This is not the first time for the Rwandese Patriotic Front (RPF) to massacre innocent populations after regrouping them or summoning for a meeting. Each time RPF massacres people, and hastens to bury them secretly in mass graves,in order to clear any embarrassing evidence. This is what happened in the prefectures of Kibungo, Byumba and in Commune Kidaho, where populations were decimated.
What is true about the massacres is also true about the exhumation of dead bodies. In the prefecture of Byumba, skeletons were dug up and burnt in order to remove any trace of massacres. It has been learnt that part of skeletons were transported to NYARUBUYE in KIBUNGO prefecture where they are exhibited to visitors as evidence of Tutsi massacred by Hutu militia. It is disheartening to see the number of foreign dignitaries who have made the pilgrimage to Nyarubuye , yet, no single one went to KIBEHO were thousands of Hutu were butchered during broadday light.
As stated above, RDR strongly believes that the KIBEHO massacres were premeditated contrary to the conclusion of the international commission report.

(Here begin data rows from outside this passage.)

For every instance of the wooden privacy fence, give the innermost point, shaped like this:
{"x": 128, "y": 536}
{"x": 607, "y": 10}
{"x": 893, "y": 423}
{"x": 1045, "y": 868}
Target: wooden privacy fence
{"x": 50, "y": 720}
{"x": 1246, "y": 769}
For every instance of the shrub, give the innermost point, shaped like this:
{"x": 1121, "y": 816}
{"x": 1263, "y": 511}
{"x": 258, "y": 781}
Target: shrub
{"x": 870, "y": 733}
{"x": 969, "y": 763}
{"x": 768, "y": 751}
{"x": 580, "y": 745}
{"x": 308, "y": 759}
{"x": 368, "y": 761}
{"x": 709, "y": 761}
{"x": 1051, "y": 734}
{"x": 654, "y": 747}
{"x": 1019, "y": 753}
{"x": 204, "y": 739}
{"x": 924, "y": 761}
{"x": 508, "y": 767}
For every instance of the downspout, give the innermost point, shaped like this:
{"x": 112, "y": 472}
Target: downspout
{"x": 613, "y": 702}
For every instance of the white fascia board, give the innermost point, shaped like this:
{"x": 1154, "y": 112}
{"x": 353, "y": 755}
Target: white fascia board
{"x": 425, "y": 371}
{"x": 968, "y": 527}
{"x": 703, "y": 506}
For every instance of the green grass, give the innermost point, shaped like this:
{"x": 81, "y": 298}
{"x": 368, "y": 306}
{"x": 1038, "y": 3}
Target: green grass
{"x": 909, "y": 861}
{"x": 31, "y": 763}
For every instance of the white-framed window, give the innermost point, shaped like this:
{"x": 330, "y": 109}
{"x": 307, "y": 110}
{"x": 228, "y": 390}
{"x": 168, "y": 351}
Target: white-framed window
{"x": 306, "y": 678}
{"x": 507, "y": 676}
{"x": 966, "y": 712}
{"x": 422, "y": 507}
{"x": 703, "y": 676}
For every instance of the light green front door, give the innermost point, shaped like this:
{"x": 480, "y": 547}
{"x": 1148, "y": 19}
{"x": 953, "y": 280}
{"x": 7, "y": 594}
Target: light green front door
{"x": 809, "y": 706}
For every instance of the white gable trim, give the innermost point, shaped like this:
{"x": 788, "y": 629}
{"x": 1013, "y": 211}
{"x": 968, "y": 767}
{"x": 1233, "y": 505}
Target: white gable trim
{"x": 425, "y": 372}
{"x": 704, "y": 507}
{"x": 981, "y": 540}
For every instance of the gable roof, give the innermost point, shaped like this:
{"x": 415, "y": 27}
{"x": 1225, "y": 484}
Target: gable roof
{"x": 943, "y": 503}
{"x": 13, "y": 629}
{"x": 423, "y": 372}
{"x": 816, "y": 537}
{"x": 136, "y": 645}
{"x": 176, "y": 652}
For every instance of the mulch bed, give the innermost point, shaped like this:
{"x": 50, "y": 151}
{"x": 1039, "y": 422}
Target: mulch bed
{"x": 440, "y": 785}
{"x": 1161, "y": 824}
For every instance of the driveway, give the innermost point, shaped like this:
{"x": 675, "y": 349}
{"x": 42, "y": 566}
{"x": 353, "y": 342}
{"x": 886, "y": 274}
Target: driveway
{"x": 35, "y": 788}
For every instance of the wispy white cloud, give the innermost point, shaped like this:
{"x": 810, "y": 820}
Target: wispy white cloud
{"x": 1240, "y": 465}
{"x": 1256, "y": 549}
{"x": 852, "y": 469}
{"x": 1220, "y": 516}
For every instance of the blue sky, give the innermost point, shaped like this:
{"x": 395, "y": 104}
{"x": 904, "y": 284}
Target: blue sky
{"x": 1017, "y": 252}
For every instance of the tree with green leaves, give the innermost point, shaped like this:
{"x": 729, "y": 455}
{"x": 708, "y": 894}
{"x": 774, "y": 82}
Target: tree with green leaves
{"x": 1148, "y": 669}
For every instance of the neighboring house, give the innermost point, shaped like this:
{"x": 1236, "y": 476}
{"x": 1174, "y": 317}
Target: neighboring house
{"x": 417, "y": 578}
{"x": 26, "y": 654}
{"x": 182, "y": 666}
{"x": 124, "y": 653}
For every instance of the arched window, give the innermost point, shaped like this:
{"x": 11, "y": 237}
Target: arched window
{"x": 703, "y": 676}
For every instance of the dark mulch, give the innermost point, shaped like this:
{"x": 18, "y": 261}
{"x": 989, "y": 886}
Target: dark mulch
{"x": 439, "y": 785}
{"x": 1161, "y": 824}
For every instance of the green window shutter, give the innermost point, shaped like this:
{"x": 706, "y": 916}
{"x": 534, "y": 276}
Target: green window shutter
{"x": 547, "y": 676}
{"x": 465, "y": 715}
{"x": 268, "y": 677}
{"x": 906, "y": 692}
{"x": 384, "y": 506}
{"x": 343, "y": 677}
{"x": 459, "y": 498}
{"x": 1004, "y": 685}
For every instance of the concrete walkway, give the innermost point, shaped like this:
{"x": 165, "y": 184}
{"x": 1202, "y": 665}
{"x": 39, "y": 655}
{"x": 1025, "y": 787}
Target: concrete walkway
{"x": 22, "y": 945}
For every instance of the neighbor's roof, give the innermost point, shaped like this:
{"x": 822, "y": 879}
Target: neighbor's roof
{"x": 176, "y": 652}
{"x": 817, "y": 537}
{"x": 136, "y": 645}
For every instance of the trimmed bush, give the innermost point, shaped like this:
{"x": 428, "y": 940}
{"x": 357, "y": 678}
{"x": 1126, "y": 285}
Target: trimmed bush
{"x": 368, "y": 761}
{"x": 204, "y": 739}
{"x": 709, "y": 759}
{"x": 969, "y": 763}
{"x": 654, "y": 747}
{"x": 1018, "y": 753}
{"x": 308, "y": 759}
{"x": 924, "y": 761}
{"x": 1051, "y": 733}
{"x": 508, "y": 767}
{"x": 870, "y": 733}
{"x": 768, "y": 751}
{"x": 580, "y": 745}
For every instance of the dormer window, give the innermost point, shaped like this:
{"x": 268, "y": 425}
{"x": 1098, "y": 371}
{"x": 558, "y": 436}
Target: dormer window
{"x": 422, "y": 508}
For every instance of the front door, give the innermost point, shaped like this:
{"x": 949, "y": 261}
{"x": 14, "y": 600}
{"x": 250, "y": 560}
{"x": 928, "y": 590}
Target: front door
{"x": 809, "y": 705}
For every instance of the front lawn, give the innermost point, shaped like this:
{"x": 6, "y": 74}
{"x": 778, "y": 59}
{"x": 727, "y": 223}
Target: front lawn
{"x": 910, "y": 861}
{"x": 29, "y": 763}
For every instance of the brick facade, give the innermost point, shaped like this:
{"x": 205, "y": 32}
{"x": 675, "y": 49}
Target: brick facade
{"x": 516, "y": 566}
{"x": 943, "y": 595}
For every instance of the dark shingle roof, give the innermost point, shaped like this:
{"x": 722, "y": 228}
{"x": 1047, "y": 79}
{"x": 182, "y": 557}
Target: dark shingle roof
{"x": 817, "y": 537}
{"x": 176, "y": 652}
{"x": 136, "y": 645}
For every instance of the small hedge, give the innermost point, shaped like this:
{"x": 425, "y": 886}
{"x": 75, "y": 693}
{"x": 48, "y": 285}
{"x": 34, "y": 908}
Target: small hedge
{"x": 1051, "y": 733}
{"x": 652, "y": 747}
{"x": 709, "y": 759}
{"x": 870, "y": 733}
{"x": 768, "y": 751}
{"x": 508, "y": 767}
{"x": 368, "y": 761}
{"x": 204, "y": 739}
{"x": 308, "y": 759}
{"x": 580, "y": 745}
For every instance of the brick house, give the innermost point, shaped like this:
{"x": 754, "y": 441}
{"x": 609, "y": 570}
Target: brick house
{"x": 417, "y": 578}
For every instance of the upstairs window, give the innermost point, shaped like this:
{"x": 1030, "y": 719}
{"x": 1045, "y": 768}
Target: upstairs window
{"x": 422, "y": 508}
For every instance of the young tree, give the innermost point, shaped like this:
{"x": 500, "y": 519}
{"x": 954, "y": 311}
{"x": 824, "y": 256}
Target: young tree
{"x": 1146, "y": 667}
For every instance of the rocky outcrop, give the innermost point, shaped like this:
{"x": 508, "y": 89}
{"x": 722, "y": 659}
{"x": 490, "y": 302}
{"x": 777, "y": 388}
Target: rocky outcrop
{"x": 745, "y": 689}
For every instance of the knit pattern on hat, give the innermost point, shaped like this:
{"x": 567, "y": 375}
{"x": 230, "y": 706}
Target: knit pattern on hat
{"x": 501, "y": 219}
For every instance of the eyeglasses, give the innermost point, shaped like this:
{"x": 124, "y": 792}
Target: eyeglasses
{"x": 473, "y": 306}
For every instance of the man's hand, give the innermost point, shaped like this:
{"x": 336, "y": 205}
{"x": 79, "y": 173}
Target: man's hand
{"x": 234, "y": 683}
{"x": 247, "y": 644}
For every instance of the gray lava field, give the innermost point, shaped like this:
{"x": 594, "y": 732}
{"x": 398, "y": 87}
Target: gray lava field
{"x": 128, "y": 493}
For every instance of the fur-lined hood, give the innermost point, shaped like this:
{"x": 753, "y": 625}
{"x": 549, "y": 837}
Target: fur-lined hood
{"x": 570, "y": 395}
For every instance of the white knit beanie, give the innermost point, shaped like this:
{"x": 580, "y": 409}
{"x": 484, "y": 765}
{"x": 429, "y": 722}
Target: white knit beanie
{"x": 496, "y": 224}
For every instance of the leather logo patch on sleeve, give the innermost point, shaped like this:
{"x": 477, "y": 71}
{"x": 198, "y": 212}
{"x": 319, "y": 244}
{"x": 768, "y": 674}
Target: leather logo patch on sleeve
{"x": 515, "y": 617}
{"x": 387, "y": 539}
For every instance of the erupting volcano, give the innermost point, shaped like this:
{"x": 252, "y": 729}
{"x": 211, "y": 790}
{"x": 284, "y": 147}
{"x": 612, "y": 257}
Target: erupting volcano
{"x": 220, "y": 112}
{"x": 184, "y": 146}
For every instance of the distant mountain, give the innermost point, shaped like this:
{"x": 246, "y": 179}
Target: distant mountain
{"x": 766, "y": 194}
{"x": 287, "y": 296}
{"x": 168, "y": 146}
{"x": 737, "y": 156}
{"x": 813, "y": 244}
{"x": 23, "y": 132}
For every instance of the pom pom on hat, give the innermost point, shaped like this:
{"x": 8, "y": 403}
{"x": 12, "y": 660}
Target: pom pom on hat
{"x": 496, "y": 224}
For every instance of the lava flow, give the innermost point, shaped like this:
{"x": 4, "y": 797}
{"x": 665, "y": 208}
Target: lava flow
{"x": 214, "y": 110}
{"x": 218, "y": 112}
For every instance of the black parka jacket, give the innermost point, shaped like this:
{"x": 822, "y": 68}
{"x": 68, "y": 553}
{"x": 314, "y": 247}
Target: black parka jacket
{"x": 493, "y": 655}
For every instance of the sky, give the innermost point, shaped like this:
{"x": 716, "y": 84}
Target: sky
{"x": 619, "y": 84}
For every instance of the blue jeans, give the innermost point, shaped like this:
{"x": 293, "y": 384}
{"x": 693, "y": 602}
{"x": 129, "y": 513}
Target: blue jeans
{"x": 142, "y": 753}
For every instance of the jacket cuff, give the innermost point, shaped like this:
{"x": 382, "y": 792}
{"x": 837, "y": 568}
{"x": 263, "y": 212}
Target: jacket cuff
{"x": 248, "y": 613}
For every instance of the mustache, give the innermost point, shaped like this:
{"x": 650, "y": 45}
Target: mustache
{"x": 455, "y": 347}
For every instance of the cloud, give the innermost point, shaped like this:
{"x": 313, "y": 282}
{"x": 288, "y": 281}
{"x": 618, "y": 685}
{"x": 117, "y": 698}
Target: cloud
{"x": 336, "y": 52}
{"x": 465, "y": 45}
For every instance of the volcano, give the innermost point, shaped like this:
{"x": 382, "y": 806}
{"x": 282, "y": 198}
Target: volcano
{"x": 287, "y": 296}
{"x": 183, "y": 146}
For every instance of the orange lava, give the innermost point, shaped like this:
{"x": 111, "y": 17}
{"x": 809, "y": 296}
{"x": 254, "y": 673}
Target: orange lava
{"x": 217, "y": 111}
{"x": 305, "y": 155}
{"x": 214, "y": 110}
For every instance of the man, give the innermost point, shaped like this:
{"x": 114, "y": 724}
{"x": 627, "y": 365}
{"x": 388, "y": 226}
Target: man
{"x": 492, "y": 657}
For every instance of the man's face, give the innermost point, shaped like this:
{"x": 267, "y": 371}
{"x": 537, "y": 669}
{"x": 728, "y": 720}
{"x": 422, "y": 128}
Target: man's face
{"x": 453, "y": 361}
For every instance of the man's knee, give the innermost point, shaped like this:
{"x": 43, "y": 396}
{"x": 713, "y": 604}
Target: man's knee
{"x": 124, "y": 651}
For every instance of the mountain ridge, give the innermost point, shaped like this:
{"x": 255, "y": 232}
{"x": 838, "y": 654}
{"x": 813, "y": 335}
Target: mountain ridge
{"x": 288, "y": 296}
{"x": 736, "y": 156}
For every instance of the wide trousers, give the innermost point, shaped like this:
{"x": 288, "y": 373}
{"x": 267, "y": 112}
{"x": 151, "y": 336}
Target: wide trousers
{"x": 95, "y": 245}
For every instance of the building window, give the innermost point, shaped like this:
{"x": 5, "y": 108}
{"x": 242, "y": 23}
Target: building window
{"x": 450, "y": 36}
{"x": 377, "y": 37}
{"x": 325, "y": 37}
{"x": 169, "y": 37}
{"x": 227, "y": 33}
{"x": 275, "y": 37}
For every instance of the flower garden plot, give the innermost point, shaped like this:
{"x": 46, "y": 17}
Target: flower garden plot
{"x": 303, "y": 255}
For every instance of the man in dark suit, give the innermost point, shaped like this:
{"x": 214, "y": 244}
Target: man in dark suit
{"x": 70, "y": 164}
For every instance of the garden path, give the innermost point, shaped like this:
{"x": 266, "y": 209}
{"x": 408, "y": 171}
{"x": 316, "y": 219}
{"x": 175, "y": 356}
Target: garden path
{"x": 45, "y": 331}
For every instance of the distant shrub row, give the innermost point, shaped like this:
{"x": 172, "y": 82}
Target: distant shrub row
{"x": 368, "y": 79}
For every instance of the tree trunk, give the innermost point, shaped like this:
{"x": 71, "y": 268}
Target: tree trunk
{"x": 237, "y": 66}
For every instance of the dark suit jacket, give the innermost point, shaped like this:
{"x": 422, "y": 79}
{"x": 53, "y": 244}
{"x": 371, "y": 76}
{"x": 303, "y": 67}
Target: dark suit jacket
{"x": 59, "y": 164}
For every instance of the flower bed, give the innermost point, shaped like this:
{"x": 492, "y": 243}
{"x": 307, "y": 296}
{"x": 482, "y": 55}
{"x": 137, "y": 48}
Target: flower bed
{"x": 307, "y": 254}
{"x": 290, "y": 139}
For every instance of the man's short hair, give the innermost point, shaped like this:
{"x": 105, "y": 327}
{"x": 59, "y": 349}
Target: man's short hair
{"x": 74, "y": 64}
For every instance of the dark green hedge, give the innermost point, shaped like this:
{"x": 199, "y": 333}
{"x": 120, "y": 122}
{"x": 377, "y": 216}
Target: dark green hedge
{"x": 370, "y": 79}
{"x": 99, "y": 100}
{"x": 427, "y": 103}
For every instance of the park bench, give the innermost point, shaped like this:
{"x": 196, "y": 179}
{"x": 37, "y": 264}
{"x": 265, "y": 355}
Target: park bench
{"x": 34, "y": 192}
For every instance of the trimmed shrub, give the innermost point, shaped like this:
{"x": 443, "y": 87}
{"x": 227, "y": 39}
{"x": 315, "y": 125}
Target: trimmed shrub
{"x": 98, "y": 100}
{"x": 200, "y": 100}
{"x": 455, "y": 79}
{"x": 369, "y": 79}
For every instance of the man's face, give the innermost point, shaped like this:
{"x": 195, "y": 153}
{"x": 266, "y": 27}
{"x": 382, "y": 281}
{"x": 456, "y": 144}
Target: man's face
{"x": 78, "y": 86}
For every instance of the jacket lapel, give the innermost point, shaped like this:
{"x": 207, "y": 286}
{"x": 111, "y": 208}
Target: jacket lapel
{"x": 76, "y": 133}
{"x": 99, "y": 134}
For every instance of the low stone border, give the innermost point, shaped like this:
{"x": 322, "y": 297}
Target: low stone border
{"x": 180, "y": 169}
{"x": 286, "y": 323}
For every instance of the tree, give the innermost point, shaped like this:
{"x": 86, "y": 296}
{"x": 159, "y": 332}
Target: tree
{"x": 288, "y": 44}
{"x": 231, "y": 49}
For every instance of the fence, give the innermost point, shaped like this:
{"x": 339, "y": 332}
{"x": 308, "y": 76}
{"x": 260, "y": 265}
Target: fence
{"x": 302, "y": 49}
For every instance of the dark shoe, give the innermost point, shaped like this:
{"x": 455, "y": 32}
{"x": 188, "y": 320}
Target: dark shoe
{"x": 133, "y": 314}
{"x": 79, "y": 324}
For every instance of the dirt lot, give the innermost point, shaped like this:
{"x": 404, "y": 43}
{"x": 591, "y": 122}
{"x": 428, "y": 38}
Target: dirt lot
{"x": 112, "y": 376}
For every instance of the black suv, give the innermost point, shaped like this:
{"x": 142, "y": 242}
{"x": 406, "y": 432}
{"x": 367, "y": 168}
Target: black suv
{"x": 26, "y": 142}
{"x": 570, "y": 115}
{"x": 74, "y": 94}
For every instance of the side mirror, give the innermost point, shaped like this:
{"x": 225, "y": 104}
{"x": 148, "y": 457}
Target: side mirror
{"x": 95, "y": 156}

Indeed, the Rwandese Community in Exile as a whole was greatly aggrieved by the conclusions of that Commission of enquiry into heinous massacres carried out by the " Rwandese Patriotic Army "in KIBEHO camp on the 22nd April 1995.
When the Kigali Government was given the liberty to appoint countries and organisations to form the commission, RDR immediately expressed its reservation with regard to its credibility and the results of the enquiry have proved the Rwandese Community in Exile right in its assessment.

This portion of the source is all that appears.